Sometimes winemakers have to deal with cold glue and “hot” wires.

Sign for Production Winemaking in a rustic warehouse.

The hazards of winemaking production are many.

We recently borrowed an old foil spinner, which was botching the pristine ivory capsules for our 2021 SANNA Sauvignon Blanc, and this got Kristof in a reflective mood. “One of the biggest parts of my job as a winemaker is fixing broken machines,” he said, as he rapidly took apart the tool and adjusted the three industrial rubber bands inside, then added some 820 silicone food grade lube.

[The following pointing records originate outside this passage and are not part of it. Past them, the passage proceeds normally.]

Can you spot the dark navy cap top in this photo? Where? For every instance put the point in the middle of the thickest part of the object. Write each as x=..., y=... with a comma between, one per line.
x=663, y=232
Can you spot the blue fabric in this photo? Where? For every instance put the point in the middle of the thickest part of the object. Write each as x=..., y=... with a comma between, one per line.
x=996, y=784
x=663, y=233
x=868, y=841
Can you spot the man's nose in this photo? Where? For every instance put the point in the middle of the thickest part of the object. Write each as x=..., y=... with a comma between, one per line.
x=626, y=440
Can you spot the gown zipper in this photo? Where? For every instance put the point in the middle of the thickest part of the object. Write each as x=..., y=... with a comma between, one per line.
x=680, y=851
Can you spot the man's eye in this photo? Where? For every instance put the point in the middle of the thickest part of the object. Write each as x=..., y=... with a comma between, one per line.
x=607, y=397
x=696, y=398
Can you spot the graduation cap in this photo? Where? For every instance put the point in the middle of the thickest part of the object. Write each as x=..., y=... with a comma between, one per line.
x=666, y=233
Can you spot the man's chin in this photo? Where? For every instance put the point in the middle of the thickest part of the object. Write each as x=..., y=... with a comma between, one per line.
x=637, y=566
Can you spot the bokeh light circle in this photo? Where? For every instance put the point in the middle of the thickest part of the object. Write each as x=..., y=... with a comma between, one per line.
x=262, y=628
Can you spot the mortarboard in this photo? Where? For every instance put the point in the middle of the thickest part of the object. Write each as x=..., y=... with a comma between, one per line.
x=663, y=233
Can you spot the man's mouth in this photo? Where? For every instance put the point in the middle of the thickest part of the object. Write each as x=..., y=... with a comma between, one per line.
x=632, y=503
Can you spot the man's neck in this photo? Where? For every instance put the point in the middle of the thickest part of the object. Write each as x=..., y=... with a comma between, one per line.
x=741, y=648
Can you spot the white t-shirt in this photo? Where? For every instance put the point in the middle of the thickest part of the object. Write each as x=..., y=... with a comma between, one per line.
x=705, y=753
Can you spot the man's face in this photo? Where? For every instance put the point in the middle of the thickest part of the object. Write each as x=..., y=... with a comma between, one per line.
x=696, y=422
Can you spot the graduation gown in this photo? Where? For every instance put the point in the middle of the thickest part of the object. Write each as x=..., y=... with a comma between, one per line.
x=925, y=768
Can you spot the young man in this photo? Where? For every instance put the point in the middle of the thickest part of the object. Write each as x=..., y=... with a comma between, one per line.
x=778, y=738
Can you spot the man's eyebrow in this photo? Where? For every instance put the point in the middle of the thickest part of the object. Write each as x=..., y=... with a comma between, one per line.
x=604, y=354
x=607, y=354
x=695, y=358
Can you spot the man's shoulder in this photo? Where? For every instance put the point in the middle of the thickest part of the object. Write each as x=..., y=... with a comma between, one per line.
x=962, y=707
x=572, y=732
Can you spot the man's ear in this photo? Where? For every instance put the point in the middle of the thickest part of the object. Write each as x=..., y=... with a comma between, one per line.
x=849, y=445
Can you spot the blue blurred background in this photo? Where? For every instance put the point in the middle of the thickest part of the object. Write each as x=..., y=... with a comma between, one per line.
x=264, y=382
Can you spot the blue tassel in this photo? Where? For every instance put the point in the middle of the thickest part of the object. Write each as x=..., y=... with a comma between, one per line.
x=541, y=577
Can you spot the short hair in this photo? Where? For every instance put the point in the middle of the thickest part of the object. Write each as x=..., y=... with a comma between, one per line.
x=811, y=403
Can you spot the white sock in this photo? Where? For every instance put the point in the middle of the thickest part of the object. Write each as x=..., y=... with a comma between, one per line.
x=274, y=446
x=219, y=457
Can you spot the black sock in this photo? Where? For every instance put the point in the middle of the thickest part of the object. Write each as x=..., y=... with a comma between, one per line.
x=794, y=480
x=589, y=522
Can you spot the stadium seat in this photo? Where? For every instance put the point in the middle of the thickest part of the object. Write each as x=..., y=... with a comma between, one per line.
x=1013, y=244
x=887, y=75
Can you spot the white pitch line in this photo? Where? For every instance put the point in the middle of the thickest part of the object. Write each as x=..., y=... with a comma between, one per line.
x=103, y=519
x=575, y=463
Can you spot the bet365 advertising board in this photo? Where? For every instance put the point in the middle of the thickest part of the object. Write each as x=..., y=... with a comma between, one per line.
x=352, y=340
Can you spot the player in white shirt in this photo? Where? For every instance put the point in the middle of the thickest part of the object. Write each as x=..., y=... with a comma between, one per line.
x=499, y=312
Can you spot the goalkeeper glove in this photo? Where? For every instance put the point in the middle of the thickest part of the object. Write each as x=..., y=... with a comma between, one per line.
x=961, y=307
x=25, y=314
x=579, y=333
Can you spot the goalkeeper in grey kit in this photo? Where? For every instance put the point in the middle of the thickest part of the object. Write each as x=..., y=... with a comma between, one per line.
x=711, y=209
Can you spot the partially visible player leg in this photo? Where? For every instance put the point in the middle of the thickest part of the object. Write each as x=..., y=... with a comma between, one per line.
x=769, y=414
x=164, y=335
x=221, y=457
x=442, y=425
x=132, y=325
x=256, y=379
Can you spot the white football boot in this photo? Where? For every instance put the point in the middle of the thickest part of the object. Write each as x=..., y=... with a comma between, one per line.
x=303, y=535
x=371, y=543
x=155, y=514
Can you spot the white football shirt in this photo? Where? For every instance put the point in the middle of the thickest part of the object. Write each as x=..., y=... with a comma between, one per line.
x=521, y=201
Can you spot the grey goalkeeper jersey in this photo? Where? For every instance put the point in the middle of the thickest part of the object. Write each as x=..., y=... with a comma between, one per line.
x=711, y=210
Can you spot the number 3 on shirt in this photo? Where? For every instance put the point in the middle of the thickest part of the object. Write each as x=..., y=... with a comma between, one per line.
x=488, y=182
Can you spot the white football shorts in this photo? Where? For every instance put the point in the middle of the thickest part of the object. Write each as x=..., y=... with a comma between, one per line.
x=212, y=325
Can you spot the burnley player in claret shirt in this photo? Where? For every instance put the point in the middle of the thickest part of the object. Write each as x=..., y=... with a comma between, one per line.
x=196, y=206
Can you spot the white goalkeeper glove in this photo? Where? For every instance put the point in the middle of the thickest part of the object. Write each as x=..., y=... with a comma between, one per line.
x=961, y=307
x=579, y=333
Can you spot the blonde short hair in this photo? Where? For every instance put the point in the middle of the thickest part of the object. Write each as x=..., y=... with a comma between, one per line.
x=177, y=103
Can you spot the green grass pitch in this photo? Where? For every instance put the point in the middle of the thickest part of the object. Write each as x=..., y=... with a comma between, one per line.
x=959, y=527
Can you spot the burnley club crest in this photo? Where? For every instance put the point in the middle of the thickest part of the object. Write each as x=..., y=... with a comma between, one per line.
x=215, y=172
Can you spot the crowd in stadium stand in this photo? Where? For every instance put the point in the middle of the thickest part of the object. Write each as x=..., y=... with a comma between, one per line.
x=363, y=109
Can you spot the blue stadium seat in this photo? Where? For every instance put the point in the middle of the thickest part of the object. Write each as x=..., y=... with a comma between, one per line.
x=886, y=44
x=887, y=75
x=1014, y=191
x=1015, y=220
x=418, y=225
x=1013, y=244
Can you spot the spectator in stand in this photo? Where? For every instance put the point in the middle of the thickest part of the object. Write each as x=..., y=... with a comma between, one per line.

Turning it back on he said, “Stand back. Never do what I’m doing. Never use a piece of machinery with the safety shield off.” He inserted a wine bottle with a new capsule into the spinner with consistent pressure, again and again, until he got a satin smooth texture with no wrinkles. “Fixed,” he said, replacing the safety shield.

“Of course, this is how we used to do everything,” he said. “Basically, by hand. The bottling, the corks, the foils. The volunteer crew at Saddleback Cellars was mad at me the first time I hired a nearly automatic mobile bottling truck, until they found out it was way easier and a lot more fun.”

“We still used cold glue labels back then, before the pressure sensitive ones (also known as stickers) were available. It looked like white Elmer’s school glue, and the machine would constantly get gummed up. The truck was full of buckets of water, where we’d soak the bad labels off.”

“Fixing machines could have killed me a few times,” he said. “One of those first mobile bottling trucks overheated and lost power on a rainy day. You can’t cancel and reschedule. That costs the company $20K. What are you going to do? You’re going to fix the machine. So I hot-wired it.”

“I knew about wiring from my grandfather Marvin, the electrician, because he had me helping him with jobs since I was ten years old, but I’d never fully appreciated the difference between 120v, 240v, & 480 volts. I now know to never ever mess with 480 volts, but back then I did. And got away with it. Unscathed…on a rainy day…”

We agreed that life was less regulated back then, for better or worse. This reminded him of another story, the time a winery lost power, and 4” thick pieces of ice began melting & falling off 60.000 gallon tanks of wine, severing power cords & glycol pipes. One of the falling chunks of ice knocked him unconscious, and he woke up in a pool of freezing water and arcing electrical wires.

“We just dusted ourselves off back then and got back to work,” he said.

Cheers!—Kristof & Jennifer

A bottle of first/last case wine pulled from the bottling line.